Background technology
Short text (Short Text) refers to the textual form that those length are short; It has extension widely; Increasing intercommunion platform uses short text more continually, like mobile phone short message, instant message, BBS title, microblogging, online chatting record, blog and news analysis etc.At present, the short text data volume is huge day by day, and the text mining of short text is had wide practical use in fields such as Topic Tracking and discovery, popular word analysis, public sentiment early warning, image retrievals.
But, because the text size of short text is short, cause its sample characteristics very sparse, be unfavorable for retrieval analysis.Short text is concise in expression or uses the requirement that does not meet standard in addition, tends to exceed the tradition or the normal literal expression meaning, like popular " microblogging " of network now, usually uses its partials " muffler " to carry out acute pyogenic infection of finger tip in the cyberspeak.The unique language feature of these of short text greatly reduces the precision that the short text similarity is calculated, and is the difficult point that short text excavates so how to improve computational accuracy effectively.
For solving this difficult point, we propose a kind of short text similarity calculating method based on result for retrieval quantity, utilize the characteristics of extensive corpus broad covered area, from semantically understanding the implication of short text.
Summary of the invention
The purpose of this invention is to provide a kind of short text similarity calculating method, can overcome the not enough and nonstandard shortcoming of term of short text self sample characteristics, improve the precision that similarity is calculated through semantic analysis based on result for retrieval quantity.
For realizing above-mentioned purpose, the present invention includes following steps:
(1) short text is carried out pre-service;
(2) combination in twos of pretreated single short text and pretreated short text is submitted to corpus respectively as the retrieval and inquisition speech;
(3) the result for retrieval quantity of utilizing corpus to return is calculated short text similarity between any two.
In technique scheme, said step (1) is specially:
(1-1) utilize general stop words tabulation that short text is filtered, said general stop words is tone auxiliary word, adverbial word, preposition and conjunction;
(1-2) ending of each word participle variation of short text is formed in filtration, extracts the stem of word, and calculates the word frequency of said stem.
In technique scheme, the corpus in the said step (2) is Web search engine or wikipedia.
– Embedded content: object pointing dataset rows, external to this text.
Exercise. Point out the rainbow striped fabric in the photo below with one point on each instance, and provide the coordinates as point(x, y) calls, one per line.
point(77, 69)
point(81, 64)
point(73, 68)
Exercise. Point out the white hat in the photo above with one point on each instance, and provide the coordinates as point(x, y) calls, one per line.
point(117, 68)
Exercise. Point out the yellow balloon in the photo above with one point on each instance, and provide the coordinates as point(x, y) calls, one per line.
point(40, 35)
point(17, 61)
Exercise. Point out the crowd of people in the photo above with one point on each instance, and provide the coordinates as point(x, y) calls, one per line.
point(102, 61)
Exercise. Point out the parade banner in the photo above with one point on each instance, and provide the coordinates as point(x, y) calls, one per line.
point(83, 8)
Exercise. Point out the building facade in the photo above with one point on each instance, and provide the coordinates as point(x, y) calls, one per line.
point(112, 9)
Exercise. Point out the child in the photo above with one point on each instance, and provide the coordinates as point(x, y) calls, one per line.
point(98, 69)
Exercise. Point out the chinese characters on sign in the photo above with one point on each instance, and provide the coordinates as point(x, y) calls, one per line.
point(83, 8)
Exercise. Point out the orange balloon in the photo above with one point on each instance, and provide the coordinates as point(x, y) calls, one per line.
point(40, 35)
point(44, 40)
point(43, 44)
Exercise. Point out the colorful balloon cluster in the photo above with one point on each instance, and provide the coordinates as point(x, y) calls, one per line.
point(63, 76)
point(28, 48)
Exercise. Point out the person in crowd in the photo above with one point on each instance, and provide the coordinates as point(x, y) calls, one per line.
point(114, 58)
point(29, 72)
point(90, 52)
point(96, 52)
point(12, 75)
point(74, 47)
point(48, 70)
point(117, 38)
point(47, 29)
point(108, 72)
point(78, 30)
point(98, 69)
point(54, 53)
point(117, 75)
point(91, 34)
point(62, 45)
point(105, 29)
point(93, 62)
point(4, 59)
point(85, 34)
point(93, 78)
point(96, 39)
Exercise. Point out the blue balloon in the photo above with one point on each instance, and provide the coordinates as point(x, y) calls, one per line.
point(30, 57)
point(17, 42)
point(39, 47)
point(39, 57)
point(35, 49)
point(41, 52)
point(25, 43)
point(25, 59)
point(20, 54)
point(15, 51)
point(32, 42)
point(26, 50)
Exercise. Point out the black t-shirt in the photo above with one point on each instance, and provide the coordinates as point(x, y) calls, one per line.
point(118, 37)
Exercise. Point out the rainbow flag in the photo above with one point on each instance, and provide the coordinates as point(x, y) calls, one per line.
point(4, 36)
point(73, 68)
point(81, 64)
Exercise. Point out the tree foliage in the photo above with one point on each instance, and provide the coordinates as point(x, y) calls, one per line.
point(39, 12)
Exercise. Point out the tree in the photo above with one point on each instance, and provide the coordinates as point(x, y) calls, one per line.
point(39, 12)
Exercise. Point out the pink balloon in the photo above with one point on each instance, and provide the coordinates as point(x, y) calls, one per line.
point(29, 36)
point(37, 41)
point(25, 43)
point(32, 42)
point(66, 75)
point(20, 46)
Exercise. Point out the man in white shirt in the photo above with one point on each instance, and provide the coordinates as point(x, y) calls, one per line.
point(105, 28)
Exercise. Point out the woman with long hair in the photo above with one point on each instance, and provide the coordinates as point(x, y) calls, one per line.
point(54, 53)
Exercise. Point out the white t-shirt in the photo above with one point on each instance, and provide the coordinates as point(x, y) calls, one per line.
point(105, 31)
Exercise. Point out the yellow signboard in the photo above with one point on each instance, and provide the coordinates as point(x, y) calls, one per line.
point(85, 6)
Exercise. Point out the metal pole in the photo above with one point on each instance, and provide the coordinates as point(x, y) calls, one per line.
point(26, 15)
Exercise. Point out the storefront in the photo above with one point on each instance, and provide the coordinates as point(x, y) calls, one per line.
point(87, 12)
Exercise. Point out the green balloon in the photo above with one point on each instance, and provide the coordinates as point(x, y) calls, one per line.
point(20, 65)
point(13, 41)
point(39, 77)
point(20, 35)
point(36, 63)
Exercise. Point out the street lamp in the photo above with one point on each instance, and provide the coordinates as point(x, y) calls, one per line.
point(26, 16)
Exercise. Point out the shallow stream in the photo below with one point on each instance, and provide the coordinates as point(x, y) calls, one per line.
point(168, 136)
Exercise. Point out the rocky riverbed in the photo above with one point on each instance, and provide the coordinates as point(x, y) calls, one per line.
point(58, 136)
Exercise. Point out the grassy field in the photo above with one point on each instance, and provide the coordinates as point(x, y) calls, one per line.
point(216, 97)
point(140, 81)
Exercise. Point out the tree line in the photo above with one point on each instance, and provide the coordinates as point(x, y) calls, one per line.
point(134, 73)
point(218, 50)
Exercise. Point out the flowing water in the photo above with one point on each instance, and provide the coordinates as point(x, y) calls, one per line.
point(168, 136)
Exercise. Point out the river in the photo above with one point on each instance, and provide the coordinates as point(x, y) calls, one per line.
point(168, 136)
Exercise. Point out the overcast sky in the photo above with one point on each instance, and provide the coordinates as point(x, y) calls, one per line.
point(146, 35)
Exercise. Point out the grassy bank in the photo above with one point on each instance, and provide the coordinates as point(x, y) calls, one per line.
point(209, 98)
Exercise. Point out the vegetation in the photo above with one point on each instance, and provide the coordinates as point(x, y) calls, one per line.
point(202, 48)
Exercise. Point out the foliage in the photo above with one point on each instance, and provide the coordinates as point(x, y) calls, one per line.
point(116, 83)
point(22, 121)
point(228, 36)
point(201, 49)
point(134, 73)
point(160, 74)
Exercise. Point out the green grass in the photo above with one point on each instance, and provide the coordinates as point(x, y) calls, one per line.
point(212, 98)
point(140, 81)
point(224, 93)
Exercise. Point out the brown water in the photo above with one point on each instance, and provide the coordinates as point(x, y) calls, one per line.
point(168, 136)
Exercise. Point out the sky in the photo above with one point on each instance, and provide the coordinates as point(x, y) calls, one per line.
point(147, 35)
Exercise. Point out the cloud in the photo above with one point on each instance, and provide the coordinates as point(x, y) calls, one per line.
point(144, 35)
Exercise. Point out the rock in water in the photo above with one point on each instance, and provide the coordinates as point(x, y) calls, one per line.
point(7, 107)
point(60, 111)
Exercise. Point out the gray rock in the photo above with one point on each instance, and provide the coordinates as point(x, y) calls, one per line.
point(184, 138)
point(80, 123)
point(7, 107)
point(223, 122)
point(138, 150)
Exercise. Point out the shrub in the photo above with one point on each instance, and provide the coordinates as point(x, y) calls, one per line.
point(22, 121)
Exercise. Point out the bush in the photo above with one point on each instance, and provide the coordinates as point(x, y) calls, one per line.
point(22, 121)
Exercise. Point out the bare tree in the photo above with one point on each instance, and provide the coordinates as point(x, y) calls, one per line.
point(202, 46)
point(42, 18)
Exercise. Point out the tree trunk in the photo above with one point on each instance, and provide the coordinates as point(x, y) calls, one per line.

In technique scheme, said step (3) utilizes following formula to calculate the similarity between short text S1 and the S2.
Wherein, the quantity of f (s1) expression result for retrieval that short text s1 is obtained as the retrieval and inquisition speech of corpus; F (s2) is the quantity of result for retrieval that short text s2 is obtained as the retrieval and inquisition speech of corpus; F (s1, the quantity of the result for retrieval that s2) then the combination of s1 and s2 is obtained as the retrieval and inquisition speech of corpus.
In technique scheme, the length of said short text is less than or equal to 200 characters.
Compared with prior art, the inventive method does not rely on traditional text and handles, and can be fast and obtain result of calculation effectively.As term, corpus will return the result for retrieval that comprises this short text with short text.The result for retrieval content comprises the text interpretation of this short text, and its quantity can be regarded as a compressor reducer, is containing the semantic interpretation of this short text at this corpus.Based on the proposition of the short text similarity calculating method of result for retrieval quantity is from semantically conventional needle being launched effective improvement of handling to the literal of text itself, and can in time reflect the time dependent situation of meaning of short text.
Through following description and combine accompanying drawing, it is more clear that the present invention will become, and these accompanying drawings are used to explain embodiments of the invention.
Description of drawings
Fig. 1 is the main flow chart that the present invention is based on the short text similarity calculating method of result for retrieval quantity.
Embodiment
With reference now to accompanying drawing, describe embodiments of the invention, like Fig. 1, present embodiment Benq so that two short text S1 and S2 are example may further comprise the steps in the short text similarity calculating method of result for retrieval quantity:
Step S1, the short text that length is less than or equal to 200 characters carries out pre-service, and concrete steps do
Step S1-1 utilizes general stop words tabulation (stop words list) that short text is filtered, and said general stop words is tone auxiliary word, adverbial word, preposition and conjunction;
Step S1-2, the ending of filtering each word participle variation of forming short text extracts the stem of word, and calculates the word frequency of said stem.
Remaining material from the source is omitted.